Opinion
D059868
03-14-2012
NOT TO BE PUBLISHED IN OFFICIAL REPORTS
California Rules of Court, rule 8.1115(a), prohibits courts and parties from citing or relying on opinions not certified for publication or ordered published, except as specified by rule 8.1115(b). This opinion has not been certified for publication or ordered published for purposes of rule 8.1115.
(Super. Ct. No. DMB01450)
APPEAL from an order of the Superior Court of San Diego County, Maureen F. Hallahan, Judge. Affirmed.
The family court entered a stipulated judgment in 2003 that requires the parties to contribute to college accounts for their two children. The issue on appeal is whether the court erred by entering an order in 2011 requiring one party's compliance with the judgment, on the ground the parties' settlement agreement incorporated in the judgment does not satisfy the criteria of Code of Civil Procedure section 664.6 since neither of the parties signed it and one of them did not appear in court to orally consent. We conclude the court did not err. The judgment supersedes the settlement agreement, and the time within which the judgment could be challenged under section 664.6 expired long ago. Because the underlying judgment is valid, the order of enforcement is also valid.
Further undesignated statutory references are also to the Code of Civil Procedure unless otherwise specified.

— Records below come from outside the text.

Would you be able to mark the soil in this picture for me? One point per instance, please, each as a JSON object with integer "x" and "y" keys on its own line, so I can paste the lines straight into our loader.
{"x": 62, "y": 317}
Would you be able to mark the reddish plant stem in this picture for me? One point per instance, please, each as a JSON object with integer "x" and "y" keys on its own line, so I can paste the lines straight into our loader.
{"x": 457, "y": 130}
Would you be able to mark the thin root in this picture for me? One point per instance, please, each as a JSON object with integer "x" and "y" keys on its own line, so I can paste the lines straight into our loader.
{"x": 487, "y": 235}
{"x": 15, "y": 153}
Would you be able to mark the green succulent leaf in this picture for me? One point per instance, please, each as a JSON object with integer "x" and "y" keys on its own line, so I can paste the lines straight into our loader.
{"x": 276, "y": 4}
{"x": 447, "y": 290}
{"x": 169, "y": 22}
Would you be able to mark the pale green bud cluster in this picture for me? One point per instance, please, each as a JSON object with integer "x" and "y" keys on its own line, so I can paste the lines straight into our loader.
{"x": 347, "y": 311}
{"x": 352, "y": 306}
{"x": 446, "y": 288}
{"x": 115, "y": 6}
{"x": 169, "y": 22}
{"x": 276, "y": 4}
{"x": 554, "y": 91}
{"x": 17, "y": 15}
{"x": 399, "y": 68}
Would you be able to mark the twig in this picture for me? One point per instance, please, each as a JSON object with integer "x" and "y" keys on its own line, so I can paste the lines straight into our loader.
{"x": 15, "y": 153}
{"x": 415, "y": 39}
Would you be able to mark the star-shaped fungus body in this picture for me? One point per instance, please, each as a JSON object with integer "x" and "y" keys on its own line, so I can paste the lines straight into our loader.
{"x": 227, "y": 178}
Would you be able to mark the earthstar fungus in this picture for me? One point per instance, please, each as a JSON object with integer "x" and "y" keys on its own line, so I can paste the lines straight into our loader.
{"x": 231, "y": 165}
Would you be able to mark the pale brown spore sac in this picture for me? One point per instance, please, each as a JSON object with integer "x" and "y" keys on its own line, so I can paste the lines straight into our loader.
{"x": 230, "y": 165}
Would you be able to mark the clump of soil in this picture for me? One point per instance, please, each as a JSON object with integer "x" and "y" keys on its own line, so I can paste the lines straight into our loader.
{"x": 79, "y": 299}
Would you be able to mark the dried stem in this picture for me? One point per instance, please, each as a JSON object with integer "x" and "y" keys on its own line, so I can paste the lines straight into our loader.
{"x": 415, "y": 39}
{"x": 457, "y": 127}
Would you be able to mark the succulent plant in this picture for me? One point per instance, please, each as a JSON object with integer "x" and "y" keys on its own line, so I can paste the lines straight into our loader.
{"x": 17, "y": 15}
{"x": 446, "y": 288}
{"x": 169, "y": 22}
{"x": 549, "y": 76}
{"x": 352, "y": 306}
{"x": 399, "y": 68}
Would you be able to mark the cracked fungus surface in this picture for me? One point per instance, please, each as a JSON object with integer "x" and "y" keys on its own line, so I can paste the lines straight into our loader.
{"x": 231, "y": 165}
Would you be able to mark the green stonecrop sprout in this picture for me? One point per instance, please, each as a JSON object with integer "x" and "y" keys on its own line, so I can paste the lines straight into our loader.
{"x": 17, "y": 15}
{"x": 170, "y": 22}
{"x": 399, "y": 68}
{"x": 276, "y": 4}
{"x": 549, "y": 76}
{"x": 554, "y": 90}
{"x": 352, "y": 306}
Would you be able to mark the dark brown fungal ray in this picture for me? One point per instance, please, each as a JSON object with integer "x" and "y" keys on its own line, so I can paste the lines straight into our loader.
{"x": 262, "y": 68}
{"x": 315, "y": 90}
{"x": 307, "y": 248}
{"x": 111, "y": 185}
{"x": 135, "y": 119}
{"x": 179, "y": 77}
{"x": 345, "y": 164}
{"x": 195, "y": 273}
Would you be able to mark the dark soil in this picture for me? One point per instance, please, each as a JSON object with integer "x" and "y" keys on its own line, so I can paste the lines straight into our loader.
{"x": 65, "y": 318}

FACTUAL AND PROCEDURAL BACKGROUND
In January 2002 Mary Noble petitioned for the dissolution of her 11-year marriage to Frank Noble. Two sons were born to them, the first in 1992 and the second in 1994. In June 2002 the family court entered a stipulated order on a parenting plan. The parties shared legal custody of the children, and Mary had their primary physical custody. The court ordered Frank to pay a total of $800 per month in child support.

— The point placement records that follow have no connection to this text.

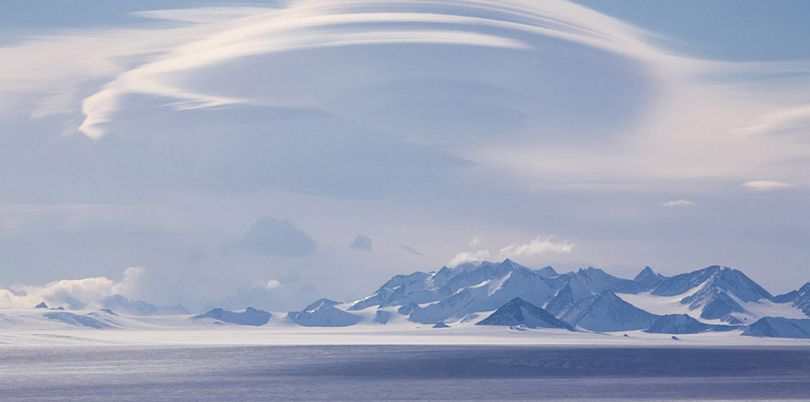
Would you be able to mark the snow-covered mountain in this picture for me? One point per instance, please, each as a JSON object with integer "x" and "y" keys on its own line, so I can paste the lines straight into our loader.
{"x": 715, "y": 295}
{"x": 520, "y": 312}
{"x": 455, "y": 294}
{"x": 606, "y": 312}
{"x": 585, "y": 284}
{"x": 799, "y": 299}
{"x": 648, "y": 279}
{"x": 711, "y": 299}
{"x": 323, "y": 313}
{"x": 715, "y": 298}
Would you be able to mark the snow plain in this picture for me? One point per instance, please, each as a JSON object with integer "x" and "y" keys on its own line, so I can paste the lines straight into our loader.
{"x": 31, "y": 328}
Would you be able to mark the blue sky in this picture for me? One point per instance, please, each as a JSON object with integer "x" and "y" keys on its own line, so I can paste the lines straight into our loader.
{"x": 270, "y": 153}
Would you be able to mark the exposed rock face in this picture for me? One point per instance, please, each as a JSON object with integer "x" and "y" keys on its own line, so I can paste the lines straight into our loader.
{"x": 519, "y": 312}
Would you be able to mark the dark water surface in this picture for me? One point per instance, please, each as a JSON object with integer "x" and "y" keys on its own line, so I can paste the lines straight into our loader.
{"x": 402, "y": 372}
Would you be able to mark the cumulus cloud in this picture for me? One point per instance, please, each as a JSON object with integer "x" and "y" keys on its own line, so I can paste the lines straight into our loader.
{"x": 271, "y": 236}
{"x": 766, "y": 185}
{"x": 362, "y": 243}
{"x": 468, "y": 256}
{"x": 538, "y": 246}
{"x": 72, "y": 293}
{"x": 678, "y": 203}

To avoid confusion, we refer to the parties by their first names.
In March 2003 the court entered a stipulated partial judgment. The parties both waived spousal support. They also agreed to the disbursement of approximately $370,000 from the sale of the community residence, and to the manner in which Frank would satisfy child support arrearages and future payments. The court retained jurisdiction over all other issues, and the parties acknowledged there were outstanding tax issues for resolution at trial.
In August 2003 a trial commenced on reserved issues. The parties each had legal representation. Mary attended the hearing, but Frank, who is an attorney himself, did not. His attorney, Frank Nageotte, advised the court he had spoken with his client "just a few moments ago by telephone, and we do have a complete settlement of all remaining issues." Nageotte recited the terms of the settlement on the record. He offered to draft a settlement agreement for approval by Mary's attorney, Sharon Blanchet, and added, "I do have authority from my client to enter into this agreement." Blanchet then questioned Mary and she agreed to be bound by the settlement agreement.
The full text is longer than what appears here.